Он вынимал уже обмундировку Христофорова. Слегка стесняясь, тот стал переодеваться. Он был в несколько подавленном настроении — и безучастен. «Хорошо, — думал он, глядя на своего двойника в зеркале и застегивая запонку крахмальной рубашки, — пускай маскарад, или что угодно. Что угодно».
— А вдруг, — говорил в это время Ретизанов, повязывая галстук, — я приеду и не узнаю там Лабунской? Черт… все в масках и костюмах… Это может случиться?
— Вы почувствуете ее, — ответил Христофоров.
— Почувствую… я ее чувствую; когда она в Петербурге… Но вдруг нападет слепота… Понимаете, духовная слепота…

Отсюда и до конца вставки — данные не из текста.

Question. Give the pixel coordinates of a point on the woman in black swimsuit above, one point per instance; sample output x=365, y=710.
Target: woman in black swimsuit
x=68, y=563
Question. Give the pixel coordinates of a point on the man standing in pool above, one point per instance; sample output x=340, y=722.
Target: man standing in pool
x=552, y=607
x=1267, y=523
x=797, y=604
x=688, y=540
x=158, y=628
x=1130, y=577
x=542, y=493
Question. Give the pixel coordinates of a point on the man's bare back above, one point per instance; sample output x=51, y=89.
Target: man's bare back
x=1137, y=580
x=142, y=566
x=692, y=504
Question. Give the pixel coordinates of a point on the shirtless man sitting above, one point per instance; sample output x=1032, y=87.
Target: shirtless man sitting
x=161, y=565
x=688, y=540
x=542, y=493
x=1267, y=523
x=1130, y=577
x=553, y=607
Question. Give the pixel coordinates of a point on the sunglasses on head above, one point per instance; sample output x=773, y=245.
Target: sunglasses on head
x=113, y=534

В двенадцать были они готовы. Ретизанов надел на гостя шубу, они вышли. Наняли на углу резвого, запахнулись полостью и покатили. Рысак правда шел резво, но сбивался; снег скрипел; Москва была уже пустынна; по небу, освещенные снизу, летели белые облака, и провалы между ними казались темны. Закутавшись, Христофоров глядел вверх, как в этих глубинах, темно-синих, являлись золотые звезды, вновь пропадали под облаками, вновь выныривали. Привычный взор тотчас заметил Вегу. Она восходила. Часто заслоняли ее дома, но всегда он ее чувствовал.

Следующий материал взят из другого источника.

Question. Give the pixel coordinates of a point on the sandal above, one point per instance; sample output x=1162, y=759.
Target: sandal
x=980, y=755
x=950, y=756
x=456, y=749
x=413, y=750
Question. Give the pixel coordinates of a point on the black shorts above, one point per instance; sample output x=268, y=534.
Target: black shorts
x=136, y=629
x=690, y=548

У большого особняка, на Садовой, сиял молочный электрический фонарь. Подкатывали извозчики. Вылезали закутанные дамы, мужчины, хлопала дверь. В передней надевали маски. Тут висел голубой фонарь. Из-под шуб, ротонд, саков появлялись испанцы, турки, арлекины, бабы, фавны и менады. Два негра, в цилиндрах, в красных фраках, отбирали билеты — у входа, декорированного под ущелье. За ущельем шел коридор, драпированный шалями. Здесь, проходя мимо зеркала, где оправляла прическу молоденькая венецианка на деревянных башмачках, в черной шали, с розами в смоляных волосах, мельком увидел Христофоров две тени, во фраках, шелковых масочках и безукоризненных манишках. Снова не совсем он узнал себя. Снова подумал — может, так и нужно, если маскарад. И чем дальше шел, тем больше нравилось быть под маской. Точно лоскуток шелка, с бархатной оправой для глаз, становился для него приютом в долгом и пустынном пути; точно из-под его защиты видней было происходящее и отдаленней; и еще менее участвовал он сам в пестром гомоне карнавала.
Как всегда, первое время был холодок: не все еще съехались, не все узнали друг друга, не разошлись. Маски бродили группами и поодиночке, рассматривая гостиные — увешанные коврами, расписанные удивительными зверями и фигурами, небесным сводом в звездах, магическими знаками. Была комната китайских драконов. Были, конечно, гроты любви. В большой зале началась музыка и танцы. В комнате через коридор, отделанной под нюрнбергский кабачок, за прилавком откупоривали бутылки; цедили пиво из бочки. На стенах кое-где надписи: «Все равны». «Все знакомы». «Прочь мораль».